Que pensez-vous de ce rapport ?
Il n'est pas bon et surtout complètement inutile. C'est un
tissu de fantasmes adultes, un rapport féministe de mauvaise facture où on
mélange tout : la pornographie, l'égalité entre les sexes, etc. J'ai trop
de respect pour la cause féministe pour cautionner ce qu'on lit dans ce texte.

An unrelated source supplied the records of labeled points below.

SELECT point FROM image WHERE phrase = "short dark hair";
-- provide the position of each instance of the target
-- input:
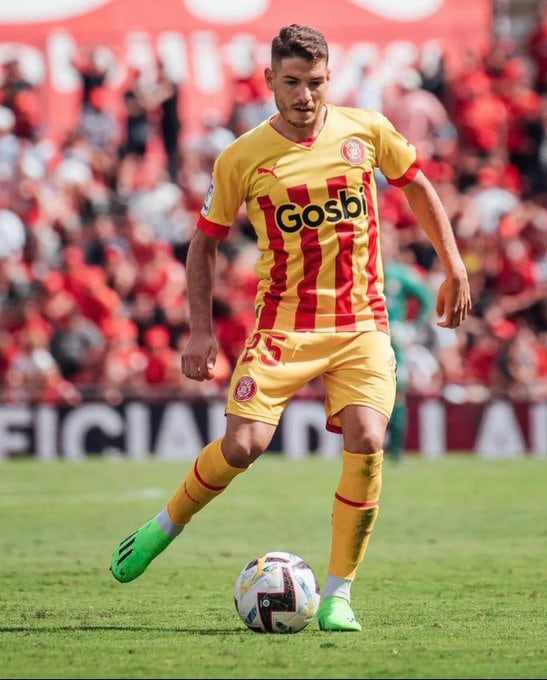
(297, 40)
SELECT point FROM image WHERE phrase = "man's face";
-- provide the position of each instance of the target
(299, 88)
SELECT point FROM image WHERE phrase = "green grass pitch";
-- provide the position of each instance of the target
(454, 583)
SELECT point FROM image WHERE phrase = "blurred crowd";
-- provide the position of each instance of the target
(94, 229)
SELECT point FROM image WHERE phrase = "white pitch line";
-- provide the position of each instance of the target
(96, 499)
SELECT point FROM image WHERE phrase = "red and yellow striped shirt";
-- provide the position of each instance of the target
(314, 209)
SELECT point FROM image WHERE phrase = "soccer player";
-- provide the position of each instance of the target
(402, 282)
(306, 176)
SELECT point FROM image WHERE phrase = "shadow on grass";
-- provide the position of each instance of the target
(132, 629)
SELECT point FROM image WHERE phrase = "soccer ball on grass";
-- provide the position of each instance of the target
(277, 592)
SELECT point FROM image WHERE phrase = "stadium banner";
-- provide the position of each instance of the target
(205, 44)
(177, 430)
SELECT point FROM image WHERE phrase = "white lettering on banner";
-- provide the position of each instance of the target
(298, 419)
(179, 437)
(538, 429)
(45, 432)
(432, 428)
(14, 442)
(499, 433)
(82, 419)
(138, 441)
(61, 48)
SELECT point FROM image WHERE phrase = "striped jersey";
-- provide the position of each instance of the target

Le premier problème, c'est le choix du vocabulaire. L'hypersexualisation est un
terme nord-américain qui fait débat et qu'on peine à définir correctement. Mais
comme c'est l'usage courant, on a décidé de le retenir. Chantal Jouanno est
partie de deux faits-divers : l'interdiction d'un concours de mini-miss à
Auch et la fameuse photo de la mannequin de 10 ans dans Vogue. Il
n'y avait pas besoin de quatre mois de travail pour arriver à ces conclusions
évidentes : il faut contenir la pornographie visuelle, ou éliminer
certains concours de miss qui dépassent la mesure.
Comment définissez-vous l'hypersexualisation alors
? Et pourquoi ce terme n'est-il pas pertinent selon vous ?
L'hypersexualisation consiste à donner un caractère sexuel
à un comportement ou un objet qui n'en a pas en soi. Pour qu'il y ait
hypersexualisation, il faut qu'on détecte une intention vérifiée. Or, pour moi,
les filles de 8-12 ans ne sont plus des enfants. Elles voient des choses
sexuelles, mais ne sont pas dans l'intention au sens de passer à l'acte. La
preuve en est que l'âge moyen du premier rapport sexuel - autour de 17 ans -
n'a pas changé depuis des années. Mais elles veulent séduire - comme les
garçons d'ailleurs - plaire, être «populaires», aimées, admirées. Le vêtement
vient au secours de la séduction. Je revendique le terme d'hyperféminisation.
Il y a aujourd'hui chez les petites filles une affirmation et une fierté de la
féminité. Mais on s'est passé de leur point de vue dans ce rapport. Chantal
Jouanno se trompe aussi quand elle parle des rapports de soumission qui
pourraient apparaître. Les petites filles maîtrisent complètement l'égalité des
sexes.
Néanmoins, même si ça n'est pas perçu comme tel par
les jeunes filles, il peut y avoir une hypersexualisation projetée par les
adultes...
Bien sûr. Mais l'hypersexualisation touche la société tout
entière, pas uniquement les petites filles. Quand on se place du côté de la
société, on voit bien qu'il y a un projet d'utilisation du sexe à des fins
mercantiles. Mais dire que l'on va interdire toute manifestation mettant en
scène des moins de 16 ans me paraît utopique. Il y a des talents qui
s'expriment avant cet âge. Néanmoins, on peut reconnaître qu'on n'est pas obligé
de déshabiller les petites filles dans les défilés de mode, par exemple.
Quelles mesures vous paraissent utiles ?
Il faut apporter des réponses déontologiques pour protéger
les petites filles des dangers qu'elles ne voient pas. Une charte me paraît
utile. Tout ce qui permet l'information des parents sur les mécanismes
médiatico-publicitaires également. Mais plutôt que de faire des filles des
boucs émissaires, il faut bien se rendre compte que c'est la société qui est
hypersexualisée. Si on va au bout de la logique, il va falloir interdire
l'hypersexualisation des animatrices télé ou des chanteuses.